As for the test vectors I'd recommend using every potential combination of two nodes a and b:

In the case of BST trees you have 3 types of nodes:

  1. leaf node,
  2. 1-child node,
  3. 2-children node.

in combination with the following additional cases:

  1. a is root, or
  2. a is the parent of b,
  3. a is not the parent of b.

and their combinations as well (also in the symmetric situation).

then after swapping you'll need to check all the nodes involved i.e.: a,b, children of a and b, parents of a and b if everything went as planned.

I'd do that using a small tree that contains all the types of nodes. Then go through all possible combinations of the nodes and swap the nodes and check against the expected outcome, and then swap again to bring the tree back to its original state.

[ EDIT ]

If your question was how to avoid all the tedious work. You may consider looking for some well established BST implementation and compare results with your function. Vectors can be created automatically by using a prepared tree and generating all possible pairs of nodes of this tree.

[/EDIT]

As for the unwanted input to the function. You'll need to use your imagination although in my opinion you have most of the cases covered. Except the one that Austin Hastings mentions where at least on of the input nodes does not belong to the tree.

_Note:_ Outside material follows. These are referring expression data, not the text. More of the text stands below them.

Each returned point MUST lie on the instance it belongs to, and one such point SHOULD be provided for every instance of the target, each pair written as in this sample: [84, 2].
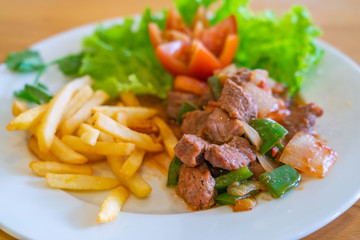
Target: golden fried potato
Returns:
[136, 184]
[112, 205]
[70, 125]
[41, 168]
[104, 148]
[80, 182]
[169, 138]
[129, 99]
[55, 111]
[132, 163]
[27, 119]
[111, 127]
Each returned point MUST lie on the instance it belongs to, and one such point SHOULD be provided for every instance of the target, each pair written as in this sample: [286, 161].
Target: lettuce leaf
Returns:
[282, 45]
[121, 58]
[188, 8]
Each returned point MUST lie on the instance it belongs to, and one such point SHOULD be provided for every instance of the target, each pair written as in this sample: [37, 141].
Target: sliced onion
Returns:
[308, 154]
[242, 189]
[266, 163]
[264, 100]
[251, 134]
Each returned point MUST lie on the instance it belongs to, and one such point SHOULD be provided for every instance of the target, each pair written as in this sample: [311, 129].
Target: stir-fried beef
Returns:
[301, 118]
[220, 128]
[205, 98]
[256, 169]
[232, 155]
[176, 100]
[190, 150]
[236, 102]
[193, 122]
[242, 75]
[196, 186]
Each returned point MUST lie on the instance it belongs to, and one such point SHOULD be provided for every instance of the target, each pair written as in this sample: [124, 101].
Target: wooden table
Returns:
[23, 23]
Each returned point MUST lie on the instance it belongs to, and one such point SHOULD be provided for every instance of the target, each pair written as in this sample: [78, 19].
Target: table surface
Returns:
[23, 23]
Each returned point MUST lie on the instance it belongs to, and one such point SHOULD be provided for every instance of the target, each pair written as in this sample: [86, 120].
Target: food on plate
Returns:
[93, 137]
[230, 79]
[232, 148]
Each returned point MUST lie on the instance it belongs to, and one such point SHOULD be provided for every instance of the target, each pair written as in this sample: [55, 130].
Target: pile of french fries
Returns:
[75, 129]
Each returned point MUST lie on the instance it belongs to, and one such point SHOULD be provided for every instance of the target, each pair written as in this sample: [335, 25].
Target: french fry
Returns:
[132, 112]
[104, 137]
[65, 153]
[143, 125]
[121, 117]
[112, 205]
[94, 157]
[105, 148]
[54, 112]
[27, 119]
[70, 125]
[132, 163]
[80, 182]
[34, 148]
[77, 101]
[89, 135]
[169, 138]
[111, 127]
[19, 107]
[61, 151]
[129, 99]
[41, 168]
[136, 184]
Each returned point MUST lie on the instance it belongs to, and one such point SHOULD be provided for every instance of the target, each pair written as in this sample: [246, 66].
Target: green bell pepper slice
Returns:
[173, 173]
[238, 175]
[280, 180]
[215, 86]
[228, 199]
[270, 133]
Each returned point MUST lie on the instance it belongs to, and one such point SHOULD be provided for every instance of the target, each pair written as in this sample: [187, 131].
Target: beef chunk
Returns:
[176, 100]
[241, 75]
[190, 150]
[301, 118]
[236, 102]
[196, 186]
[205, 98]
[220, 128]
[256, 169]
[193, 122]
[232, 155]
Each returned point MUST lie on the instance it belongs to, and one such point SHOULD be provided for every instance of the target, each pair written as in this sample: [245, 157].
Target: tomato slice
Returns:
[214, 37]
[203, 62]
[155, 34]
[166, 54]
[189, 84]
[175, 22]
[229, 49]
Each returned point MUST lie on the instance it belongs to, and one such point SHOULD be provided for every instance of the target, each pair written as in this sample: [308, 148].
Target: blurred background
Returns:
[23, 23]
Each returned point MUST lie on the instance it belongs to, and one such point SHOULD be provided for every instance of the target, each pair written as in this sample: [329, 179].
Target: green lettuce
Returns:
[285, 45]
[121, 58]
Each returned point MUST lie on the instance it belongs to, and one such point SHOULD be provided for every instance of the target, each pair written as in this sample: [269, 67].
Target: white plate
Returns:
[29, 209]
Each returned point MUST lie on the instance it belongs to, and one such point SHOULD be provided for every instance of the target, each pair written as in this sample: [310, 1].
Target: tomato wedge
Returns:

I found an old version of the same function written for one of my private projects, maybe you can find it useful:

def swap( a, b ):
    if a == b: return
    if a is None or b is None: return
    #if a not in self or b not in self: return

    if b.parent == a:
        a, b = b, a

    #swap connections naively
    a.parent, b.parent = b.parent, a.parent
    a.left, b.left = b.left, a.left
    a.right, b.right = b.right, a.right

    if b.parent == b: #b was the p of a
        b.parent = a

    if a.parent is not None:
        if a.parent.left == b: a.parent.left = a
        else: a.parent.right = a
    else:
        self.root = a

    if b.parent is not None:
        if b.parent.left == a: b.parent.left = b
        else: b.parent.right = b
    else:
        self.root = b

    if a.right is not None: a.right.parent = a
    if a.left is not None: a.left.parent = a
    if b.right is not None: b.right.parent = b
    if b.left is not None: b.left.parent = b

and performance optimised version:

def swap_opt( a, b ):
    if a == b: return
    if a is None or b is None: return
    #if a not in self or b not in self: return

    if b.p == a:
        a, b = b, a

    #swap connections naively
    a.p, b.p = b.p, a.p
    a.l, b.l = b.l, a.l
    a.r, b.r = b.r, a.r

    if b.p == b: #b was the p of a
        b.p = a
        if a.l == a:
            a.l = b
            if a.r is not None: a.r.p = a
        else:
            a.r = b
            if a.l is not None: a.l.p = a

        if b.r is not None: b.r.p = b
        if b.l is not None: b.l.p = b
        if a.p is not None:
            if a.p.l == b: a.p.l = a
            else: a.p.r = a
        else:
            #set new root to a
            pass

    else:
        if a.r is not None: a.r.p = a
        if a.l is not None: a.l.p = a
        if b.r is not None: b.r.p = b
        if b.l is not None: b.l.p = b

        if a.p is not None:
            if a.p.l == b: a.p.l = a
            else: a.p.r = a
        else:
            #set new root to a
            pass
        if b.p is not None:
            if b.p.l == a: b.p.l = b
            else: b.p.r = b
        else:
            #set new root to b
            pass

I haven't done proper unit tests for this code - it worked as I expected it to. I was more interested in performance differences between the implementations. swap_opt handles neighbouring nodes a bit faster giving it around 5% of speed increase over the compact implementation of swap. [EDIT2] But that depends on the tree used for testing and hardware [/EDIT2]

Tomek
  • 607
  • 9
  • 16
0

Your BST.py defines class BST. Members of that class have an element, self.root that can point to a node. Your code, as shown, does not account for this.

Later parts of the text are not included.